イントリンシック広告のプログラマティック配信という仕組みそのものが日本で広く採用されているかどうかについても、本リサーチの範囲では一次情報を確認できなかった。日本のモバイルゲーム広告市場は2025年に31.2億ドル(約4,400億円)規模で、2030年には43億ドルへ拡大すると予測されている(出典: Emergen Research「In-Game Advertising Market」)。市場自体は拡大が見込まれる一方、その中でグローバルなイントリンシック広告基盤が日本語での営業・サポート体制、国内タイトルのインベントリ規模、代理店経由の商習慣にどこまで対応できているかは、Anzu側への直接確認が必要な領域である。
日本で同じ広告を実施する選択肢
Anzuが強みとするのは、プログラマティック(RTB)接続による自動配信と、IAS・HUMAN・Nielsen等の第三者計測を組み合わせた「配信の自動化と計測の厚み」である。一方、日本国内で同種の広告接触を得たい広告主にとっては、国内アドネットワークを通じた出稿が現実的な選択肢になる。Ad-Virtuaはその一つで、国内対応タイトル400以上、累計再生数8,000万回(2025年後半時点)のアドネットワークとして、ゲーム空間内のサイネージ広告枠に動画広告を配信している(広告想起率は通常配信比で約1.8倍、注目度は約1.7倍という数値が公表されている)。
比較ポイント | Anzu | Ad-Virtua |
|---|---|---|
配信方式 | プログラマティック(RTB)中心、40以上のDSP接続 | 国内アドネットワークによる週次パッケージ配信 |
対応タイトル | 数百本(具体的な本数は公式非公表) | 400タイトル以上(国内) |
計測体制 | IAS・HUMAN・Nielsen・Comscore・Lumen等の第三者計測 | 独自KPI(広告想起率・注目度)を公表 |
出稿の始めやすさ | 日本語窓口・国内代理店体制の現状が不透明 | 1週間300,000円プランで定額導入が可能 |
向いている広告主 | グローバルタイトルへ横断出稿したいナショナルクライアント | 国内タイトルへ直接・短期間で出稿したい広告主 |
自動入札による柔軟な配信量調整や、国際的な第三者計測の厚みを重視するなら、Anzuのようなグローバルプラットフォームの提案を代理店経由で検討する価値がある。一方、国内向けアプリタイトルへ短期間・定額で出稿したい、日本語で完結する窓口が欲しいという条件であれば、Ad-Virtuaのような国内アドネットワークの方が導入のハードルは低い。両者は代替関係というより、出稿したいタイトル群と契約体制の違いによる住み分けとして捉えるのが実態に近い。
広告主が取るべき判断
今すぐ動くべきなのは、グローバル展開しているブランドで、海外の主要タイトルへの横断出稿と第三者計測によるレポーティングを求めている広告主である。この場合はAnzuのような海外プラットフォームを代理店経由で検討する余地がある。
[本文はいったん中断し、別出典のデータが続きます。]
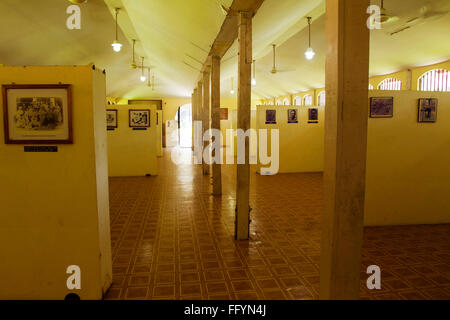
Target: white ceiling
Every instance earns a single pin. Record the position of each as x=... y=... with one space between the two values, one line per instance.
x=175 y=33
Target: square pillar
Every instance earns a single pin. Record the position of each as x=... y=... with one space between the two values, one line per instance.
x=347 y=74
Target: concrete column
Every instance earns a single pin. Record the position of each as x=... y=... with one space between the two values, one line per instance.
x=193 y=118
x=243 y=122
x=206 y=81
x=215 y=122
x=347 y=74
x=199 y=115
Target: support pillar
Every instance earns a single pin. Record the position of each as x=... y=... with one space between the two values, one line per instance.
x=205 y=108
x=243 y=122
x=347 y=74
x=199 y=115
x=215 y=122
x=194 y=117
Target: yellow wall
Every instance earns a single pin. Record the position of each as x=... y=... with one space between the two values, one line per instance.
x=132 y=152
x=54 y=207
x=408 y=176
x=408 y=172
x=301 y=144
x=159 y=151
x=402 y=75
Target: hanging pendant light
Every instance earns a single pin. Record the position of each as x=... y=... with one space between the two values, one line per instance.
x=143 y=77
x=133 y=63
x=309 y=54
x=232 y=86
x=117 y=46
x=254 y=73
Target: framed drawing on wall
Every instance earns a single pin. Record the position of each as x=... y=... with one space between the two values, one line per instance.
x=313 y=115
x=292 y=116
x=111 y=119
x=381 y=107
x=428 y=110
x=271 y=117
x=139 y=118
x=37 y=114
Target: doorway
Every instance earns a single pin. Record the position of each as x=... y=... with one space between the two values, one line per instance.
x=184 y=120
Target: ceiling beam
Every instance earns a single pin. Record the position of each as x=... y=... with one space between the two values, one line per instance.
x=229 y=31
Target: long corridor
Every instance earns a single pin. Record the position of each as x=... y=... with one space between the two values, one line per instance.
x=171 y=239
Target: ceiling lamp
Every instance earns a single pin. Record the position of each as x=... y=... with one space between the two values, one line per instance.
x=117 y=46
x=309 y=54
x=133 y=64
x=143 y=77
x=254 y=73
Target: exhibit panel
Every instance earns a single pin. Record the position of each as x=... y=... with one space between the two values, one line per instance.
x=54 y=205
x=132 y=145
x=408 y=176
x=301 y=136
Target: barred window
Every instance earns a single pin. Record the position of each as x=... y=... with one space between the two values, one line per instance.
x=307 y=100
x=435 y=80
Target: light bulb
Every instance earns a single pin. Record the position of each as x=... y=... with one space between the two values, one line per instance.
x=117 y=46
x=309 y=54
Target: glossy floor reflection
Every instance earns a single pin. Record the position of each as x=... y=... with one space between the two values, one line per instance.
x=172 y=240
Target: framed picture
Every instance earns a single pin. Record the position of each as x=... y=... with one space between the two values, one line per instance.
x=428 y=110
x=111 y=118
x=139 y=118
x=381 y=107
x=37 y=114
x=223 y=113
x=292 y=116
x=313 y=115
x=271 y=116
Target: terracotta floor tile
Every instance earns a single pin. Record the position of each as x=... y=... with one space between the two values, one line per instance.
x=172 y=240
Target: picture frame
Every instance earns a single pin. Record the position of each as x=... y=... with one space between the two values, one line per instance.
x=427 y=110
x=292 y=115
x=37 y=113
x=271 y=116
x=223 y=113
x=139 y=118
x=112 y=120
x=313 y=115
x=381 y=107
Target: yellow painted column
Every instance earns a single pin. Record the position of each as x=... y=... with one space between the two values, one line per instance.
x=206 y=82
x=347 y=74
x=243 y=122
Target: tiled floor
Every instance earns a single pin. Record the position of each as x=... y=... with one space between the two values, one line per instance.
x=172 y=240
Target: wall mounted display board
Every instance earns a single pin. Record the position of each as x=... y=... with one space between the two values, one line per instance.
x=381 y=107
x=271 y=117
x=111 y=119
x=139 y=118
x=428 y=110
x=313 y=115
x=292 y=116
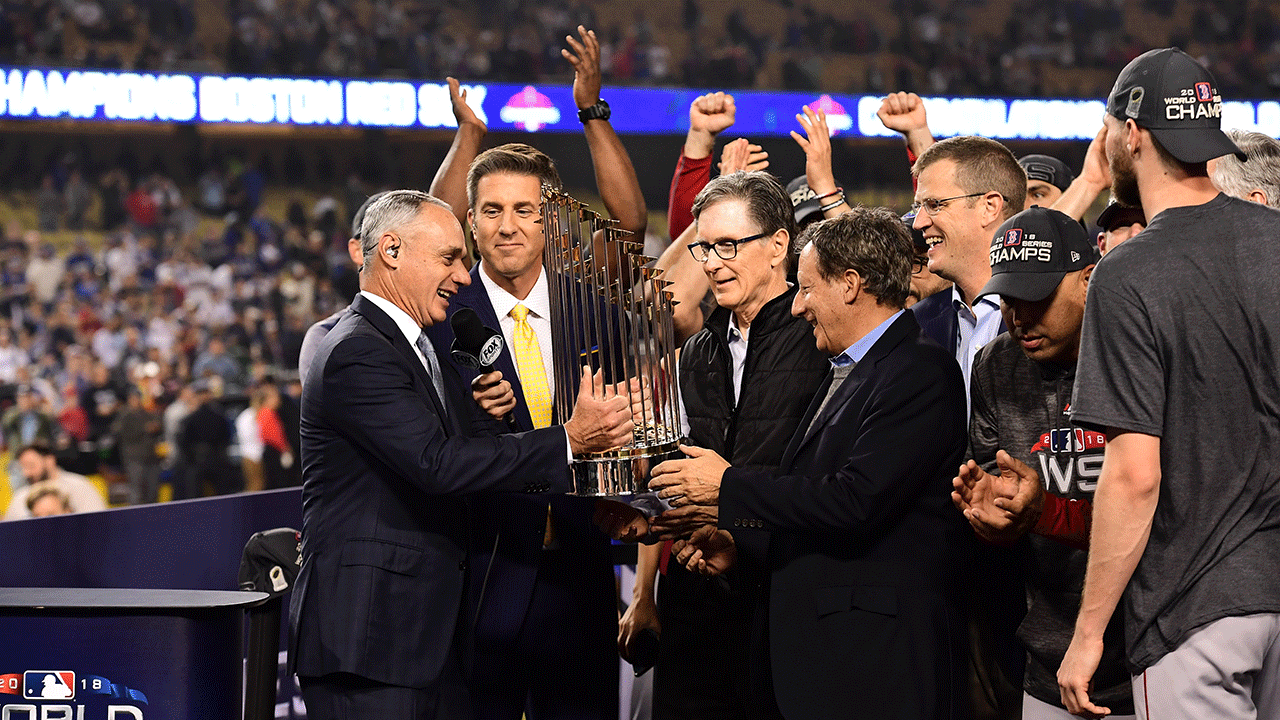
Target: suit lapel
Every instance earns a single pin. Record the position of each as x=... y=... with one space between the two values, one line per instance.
x=801 y=431
x=383 y=323
x=901 y=328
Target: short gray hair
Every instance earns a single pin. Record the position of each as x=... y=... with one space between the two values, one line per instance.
x=391 y=212
x=1261 y=172
x=767 y=201
x=872 y=241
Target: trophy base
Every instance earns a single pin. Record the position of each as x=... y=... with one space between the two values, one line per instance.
x=621 y=474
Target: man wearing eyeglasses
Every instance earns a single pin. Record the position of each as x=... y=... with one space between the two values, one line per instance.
x=745 y=382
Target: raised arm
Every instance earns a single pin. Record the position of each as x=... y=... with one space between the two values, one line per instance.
x=451 y=178
x=904 y=112
x=1093 y=178
x=615 y=176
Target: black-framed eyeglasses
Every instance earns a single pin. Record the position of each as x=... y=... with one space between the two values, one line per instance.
x=932 y=206
x=723 y=249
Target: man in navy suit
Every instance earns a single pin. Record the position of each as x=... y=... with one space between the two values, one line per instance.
x=965 y=188
x=544 y=592
x=863 y=551
x=387 y=470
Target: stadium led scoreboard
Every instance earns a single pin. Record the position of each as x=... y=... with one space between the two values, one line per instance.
x=91 y=95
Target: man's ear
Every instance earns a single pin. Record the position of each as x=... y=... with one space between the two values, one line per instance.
x=992 y=210
x=389 y=250
x=778 y=244
x=853 y=286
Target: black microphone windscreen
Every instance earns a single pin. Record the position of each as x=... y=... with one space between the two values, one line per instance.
x=471 y=337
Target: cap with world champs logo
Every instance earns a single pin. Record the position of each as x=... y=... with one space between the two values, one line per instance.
x=1171 y=95
x=1033 y=251
x=1046 y=168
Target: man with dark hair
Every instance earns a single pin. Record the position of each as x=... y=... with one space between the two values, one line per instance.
x=1256 y=180
x=1025 y=451
x=745 y=381
x=316 y=332
x=1118 y=223
x=545 y=616
x=965 y=188
x=1178 y=367
x=1046 y=180
x=860 y=536
x=376 y=619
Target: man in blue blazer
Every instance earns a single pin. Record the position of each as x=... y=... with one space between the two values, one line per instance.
x=862 y=611
x=544 y=593
x=387 y=472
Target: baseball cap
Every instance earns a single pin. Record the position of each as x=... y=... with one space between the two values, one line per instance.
x=1033 y=250
x=1171 y=95
x=1118 y=214
x=804 y=201
x=359 y=219
x=1047 y=169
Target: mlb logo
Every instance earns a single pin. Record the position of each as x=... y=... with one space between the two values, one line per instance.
x=49 y=684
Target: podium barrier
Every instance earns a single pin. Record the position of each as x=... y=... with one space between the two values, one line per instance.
x=192 y=545
x=122 y=654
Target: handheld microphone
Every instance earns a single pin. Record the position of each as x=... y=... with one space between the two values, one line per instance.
x=476 y=346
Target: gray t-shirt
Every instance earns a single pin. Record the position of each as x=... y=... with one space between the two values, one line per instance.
x=1020 y=406
x=1182 y=341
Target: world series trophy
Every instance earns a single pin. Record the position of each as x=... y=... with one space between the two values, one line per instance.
x=613 y=314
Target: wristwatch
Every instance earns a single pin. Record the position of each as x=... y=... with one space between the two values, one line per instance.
x=598 y=112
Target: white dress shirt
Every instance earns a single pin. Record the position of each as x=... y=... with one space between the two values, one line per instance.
x=539 y=305
x=407 y=326
x=977 y=326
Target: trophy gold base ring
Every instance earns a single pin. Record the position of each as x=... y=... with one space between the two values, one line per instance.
x=620 y=473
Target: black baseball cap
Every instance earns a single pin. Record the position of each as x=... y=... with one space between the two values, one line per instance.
x=1033 y=251
x=804 y=201
x=1118 y=214
x=1171 y=95
x=359 y=219
x=1047 y=169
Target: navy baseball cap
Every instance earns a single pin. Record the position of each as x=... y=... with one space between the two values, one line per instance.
x=1171 y=95
x=804 y=201
x=1033 y=251
x=1047 y=169
x=1118 y=214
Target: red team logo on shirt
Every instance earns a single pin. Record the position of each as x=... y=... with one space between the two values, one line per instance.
x=1069 y=459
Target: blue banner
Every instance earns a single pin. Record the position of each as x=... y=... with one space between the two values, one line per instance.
x=128 y=96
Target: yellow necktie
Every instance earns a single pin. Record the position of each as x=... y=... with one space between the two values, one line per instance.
x=533 y=374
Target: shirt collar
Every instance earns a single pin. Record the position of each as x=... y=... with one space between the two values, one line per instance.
x=734 y=333
x=401 y=318
x=982 y=306
x=539 y=301
x=856 y=351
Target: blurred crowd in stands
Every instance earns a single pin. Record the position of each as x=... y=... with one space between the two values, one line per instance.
x=170 y=352
x=1020 y=48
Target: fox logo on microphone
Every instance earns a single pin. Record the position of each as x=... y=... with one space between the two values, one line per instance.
x=492 y=350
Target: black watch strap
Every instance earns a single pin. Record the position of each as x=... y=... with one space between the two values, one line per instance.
x=598 y=112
一方、国内市場向けの認知拡大が目的で、まずは低予算・短期間で「ゲームプレイを止めない広告」の効果を試したい広告主は、様子見よりも国内アドネットワークでのテスト出稿から始める方が判断材料を早く得られる。Anzuの事例が示す「ブランドリフト・想起率・購入意向の向上」というKPIの構造は、国内の施策評価にもそのまま応用できる考え方であり、海外の実測データは「ゲーム内広告は定性的な新奇施策ではなく、KPIで語れる施策である」ことを補強する材料として参照する価値がある。
関連する基礎知識への導線
イントリンシック広告を含むゲーム内広告とはで、広告フォーマットの種類や市場全体像を整理している。Anzuのようなグローバルプレイヤーの動きと合わせて読むことで、国内で選べる施策の位置づけがつかみやすくなる。国内での出稿を具体的に検討する場合は、Ad-Virtua公式サイトで対応タイトルや料金プランを確認できる。
FAQ
Q. Anzuは日本に法人を持っているか。
A. 2026年時点でAnzuが日本法人を保有しているかどうかは、本リサーチの範囲では確認できなかった。2019〜2020年にゲシェルとの提携・市場代表の就任があったが、2022年以降の公式発表にこの体制の継続を示すものはない。
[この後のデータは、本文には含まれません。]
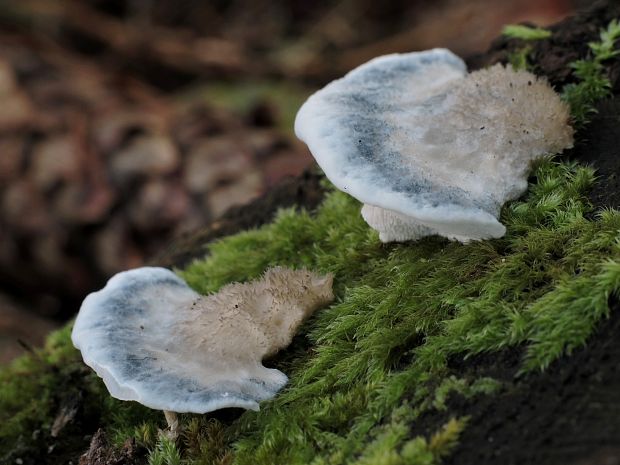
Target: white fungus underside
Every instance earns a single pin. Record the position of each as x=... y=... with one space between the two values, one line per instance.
x=379 y=135
x=126 y=333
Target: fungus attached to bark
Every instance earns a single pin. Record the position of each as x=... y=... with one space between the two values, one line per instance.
x=428 y=148
x=156 y=341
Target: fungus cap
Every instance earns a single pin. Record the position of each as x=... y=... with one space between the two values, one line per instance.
x=156 y=341
x=429 y=148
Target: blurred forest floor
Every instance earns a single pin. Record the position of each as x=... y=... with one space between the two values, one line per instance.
x=124 y=124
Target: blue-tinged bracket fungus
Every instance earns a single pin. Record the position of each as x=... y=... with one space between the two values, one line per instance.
x=156 y=341
x=427 y=147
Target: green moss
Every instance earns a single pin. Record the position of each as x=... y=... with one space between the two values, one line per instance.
x=363 y=370
x=404 y=309
x=519 y=31
x=519 y=59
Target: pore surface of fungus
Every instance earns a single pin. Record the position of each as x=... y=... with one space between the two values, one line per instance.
x=429 y=148
x=154 y=340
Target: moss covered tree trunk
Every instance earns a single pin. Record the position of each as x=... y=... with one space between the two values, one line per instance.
x=502 y=351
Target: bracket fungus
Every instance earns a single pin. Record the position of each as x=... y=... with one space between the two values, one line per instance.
x=156 y=341
x=427 y=147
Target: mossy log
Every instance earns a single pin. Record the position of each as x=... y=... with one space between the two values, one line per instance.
x=502 y=351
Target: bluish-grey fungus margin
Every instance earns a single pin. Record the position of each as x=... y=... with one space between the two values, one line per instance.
x=427 y=147
x=154 y=340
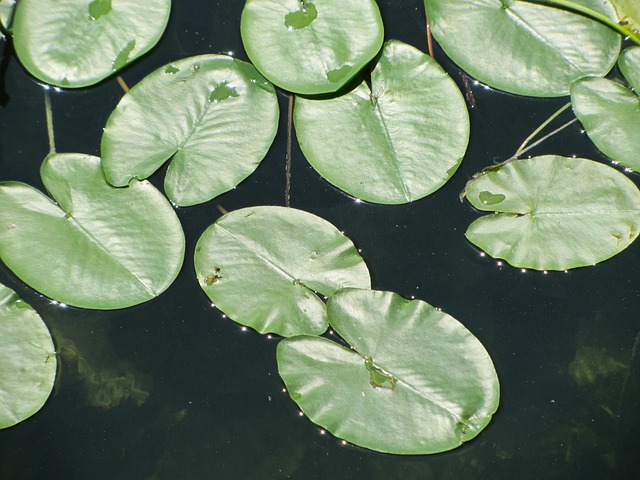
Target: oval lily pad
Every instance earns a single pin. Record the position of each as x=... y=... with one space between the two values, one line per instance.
x=610 y=114
x=27 y=360
x=76 y=43
x=99 y=246
x=554 y=213
x=262 y=266
x=395 y=142
x=415 y=381
x=217 y=116
x=311 y=47
x=523 y=47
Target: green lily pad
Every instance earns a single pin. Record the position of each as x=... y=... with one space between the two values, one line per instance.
x=415 y=381
x=554 y=213
x=262 y=266
x=629 y=13
x=215 y=115
x=76 y=43
x=522 y=47
x=395 y=142
x=311 y=47
x=610 y=114
x=629 y=63
x=27 y=360
x=98 y=247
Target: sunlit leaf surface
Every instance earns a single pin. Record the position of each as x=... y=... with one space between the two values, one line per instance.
x=554 y=213
x=610 y=112
x=75 y=43
x=394 y=142
x=98 y=246
x=27 y=360
x=416 y=381
x=215 y=115
x=522 y=47
x=311 y=47
x=262 y=266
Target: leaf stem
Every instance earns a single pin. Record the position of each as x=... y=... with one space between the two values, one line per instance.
x=540 y=128
x=287 y=166
x=593 y=14
x=49 y=116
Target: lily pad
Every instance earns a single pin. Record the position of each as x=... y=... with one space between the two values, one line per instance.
x=76 y=43
x=629 y=13
x=98 y=247
x=27 y=360
x=311 y=47
x=394 y=142
x=215 y=115
x=262 y=266
x=523 y=47
x=610 y=114
x=415 y=381
x=554 y=213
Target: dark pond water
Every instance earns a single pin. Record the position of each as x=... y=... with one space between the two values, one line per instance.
x=205 y=399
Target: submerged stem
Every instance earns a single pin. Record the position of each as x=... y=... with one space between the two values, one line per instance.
x=287 y=166
x=49 y=116
x=593 y=14
x=540 y=128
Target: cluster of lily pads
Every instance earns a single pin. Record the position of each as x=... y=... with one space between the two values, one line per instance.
x=389 y=130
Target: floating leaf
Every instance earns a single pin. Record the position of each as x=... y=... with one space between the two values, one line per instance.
x=217 y=116
x=629 y=63
x=395 y=142
x=522 y=47
x=262 y=266
x=76 y=43
x=99 y=246
x=311 y=47
x=629 y=13
x=27 y=360
x=416 y=381
x=610 y=114
x=555 y=213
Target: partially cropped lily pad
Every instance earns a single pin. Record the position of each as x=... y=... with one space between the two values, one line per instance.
x=415 y=381
x=524 y=47
x=554 y=213
x=394 y=142
x=75 y=43
x=27 y=360
x=264 y=266
x=215 y=116
x=308 y=46
x=98 y=246
x=610 y=114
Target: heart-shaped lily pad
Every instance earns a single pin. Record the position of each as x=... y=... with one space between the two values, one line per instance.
x=554 y=213
x=215 y=115
x=99 y=246
x=27 y=360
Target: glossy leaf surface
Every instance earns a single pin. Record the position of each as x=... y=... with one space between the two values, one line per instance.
x=98 y=246
x=610 y=114
x=554 y=213
x=27 y=360
x=215 y=115
x=311 y=47
x=522 y=47
x=262 y=266
x=416 y=380
x=395 y=142
x=76 y=43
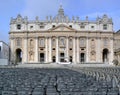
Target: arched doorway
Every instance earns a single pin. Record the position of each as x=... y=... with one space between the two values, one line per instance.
x=54 y=59
x=105 y=55
x=82 y=57
x=18 y=55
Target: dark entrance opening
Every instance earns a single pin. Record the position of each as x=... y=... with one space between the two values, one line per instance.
x=70 y=58
x=105 y=55
x=62 y=56
x=54 y=59
x=82 y=57
x=42 y=57
x=18 y=55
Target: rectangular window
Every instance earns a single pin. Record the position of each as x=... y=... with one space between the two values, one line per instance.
x=82 y=26
x=82 y=42
x=19 y=26
x=105 y=27
x=92 y=27
x=0 y=48
x=18 y=42
x=41 y=42
x=41 y=27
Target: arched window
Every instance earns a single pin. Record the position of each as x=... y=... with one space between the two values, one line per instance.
x=18 y=26
x=0 y=48
x=18 y=42
x=41 y=42
x=53 y=42
x=31 y=42
x=104 y=26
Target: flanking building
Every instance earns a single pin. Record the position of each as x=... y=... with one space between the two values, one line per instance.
x=61 y=39
x=4 y=53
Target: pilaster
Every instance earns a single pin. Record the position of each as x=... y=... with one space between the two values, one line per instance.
x=57 y=48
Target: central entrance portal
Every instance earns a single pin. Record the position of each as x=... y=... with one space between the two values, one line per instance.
x=62 y=57
x=82 y=57
x=42 y=57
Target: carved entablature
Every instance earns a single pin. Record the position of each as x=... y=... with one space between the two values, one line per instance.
x=18 y=42
x=106 y=42
x=53 y=42
x=92 y=43
x=82 y=42
x=105 y=20
x=70 y=41
x=19 y=20
x=42 y=42
x=62 y=42
x=93 y=55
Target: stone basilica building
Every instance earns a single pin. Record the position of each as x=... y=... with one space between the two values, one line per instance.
x=61 y=39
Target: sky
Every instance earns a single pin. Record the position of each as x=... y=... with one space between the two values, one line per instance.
x=43 y=8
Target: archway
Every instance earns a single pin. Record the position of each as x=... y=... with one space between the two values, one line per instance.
x=105 y=55
x=82 y=57
x=18 y=55
x=54 y=59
Q. Anzuの広告はどんなゲームジャンルに出せるか。
A. 公式サイトでは「全ジャンルを網羅する数百本のクロスプラットフォームタイトル」とのみ記載されており、具体的なジャンル一覧やタイトル数は公表されていない。事例として確認できているのはレース(Trackmania、Asphalt Unite)、料理(Cooking Fever)、スポーツ(Slapshot: Rebound、UFL)などである。
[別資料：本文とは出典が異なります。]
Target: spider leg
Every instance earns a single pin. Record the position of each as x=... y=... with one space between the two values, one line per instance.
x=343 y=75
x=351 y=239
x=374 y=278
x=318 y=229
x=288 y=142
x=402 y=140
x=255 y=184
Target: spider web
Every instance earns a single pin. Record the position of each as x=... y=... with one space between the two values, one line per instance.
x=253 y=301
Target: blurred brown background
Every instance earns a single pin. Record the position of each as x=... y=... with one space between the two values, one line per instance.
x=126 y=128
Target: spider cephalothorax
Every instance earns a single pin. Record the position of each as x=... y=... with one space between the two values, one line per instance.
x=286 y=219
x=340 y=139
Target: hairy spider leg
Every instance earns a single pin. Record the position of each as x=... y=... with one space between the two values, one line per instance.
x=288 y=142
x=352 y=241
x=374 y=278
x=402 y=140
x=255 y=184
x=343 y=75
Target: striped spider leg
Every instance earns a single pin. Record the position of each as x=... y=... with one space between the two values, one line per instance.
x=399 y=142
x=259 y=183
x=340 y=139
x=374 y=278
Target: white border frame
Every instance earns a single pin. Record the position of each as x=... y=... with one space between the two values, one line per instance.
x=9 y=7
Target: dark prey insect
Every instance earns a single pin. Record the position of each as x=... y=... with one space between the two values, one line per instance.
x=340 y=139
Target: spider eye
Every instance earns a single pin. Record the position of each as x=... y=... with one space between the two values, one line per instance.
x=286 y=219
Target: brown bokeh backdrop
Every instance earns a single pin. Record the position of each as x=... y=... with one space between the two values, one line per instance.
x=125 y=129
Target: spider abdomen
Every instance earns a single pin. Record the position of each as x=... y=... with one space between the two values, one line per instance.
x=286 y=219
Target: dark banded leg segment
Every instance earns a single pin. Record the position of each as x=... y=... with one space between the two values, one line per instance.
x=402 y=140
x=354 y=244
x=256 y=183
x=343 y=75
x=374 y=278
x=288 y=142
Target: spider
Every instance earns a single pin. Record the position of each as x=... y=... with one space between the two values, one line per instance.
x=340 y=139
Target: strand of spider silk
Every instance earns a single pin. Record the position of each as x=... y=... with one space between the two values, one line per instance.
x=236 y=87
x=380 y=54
Q. Anzuの広告はコンソール・PCゲームだけでなくモバイルにも出せるか。
A. 出せる。公式サイトによれば対応プラットフォームはモバイル・PC・コンソール・ゲーミングメタバースで、SUPERPRETZEL事例でもモバイル・PC・コンソールを横断した配信が行われている。
Q. Anzuの累計調達額はいくらか。
A. Anzu公式が最後に累計額を明記したのは2022年3月の発表(累計3,700万ドル)で、2023年のSeries B以降の公式な累計額の発表は確認できていない。業界メディアや第三者データベースには6,500万ドル〜8,350万ドルという異なる推計値があるが、いずれも参考値であり、本記事では単体ラウンドの金額のみを事実として扱っている。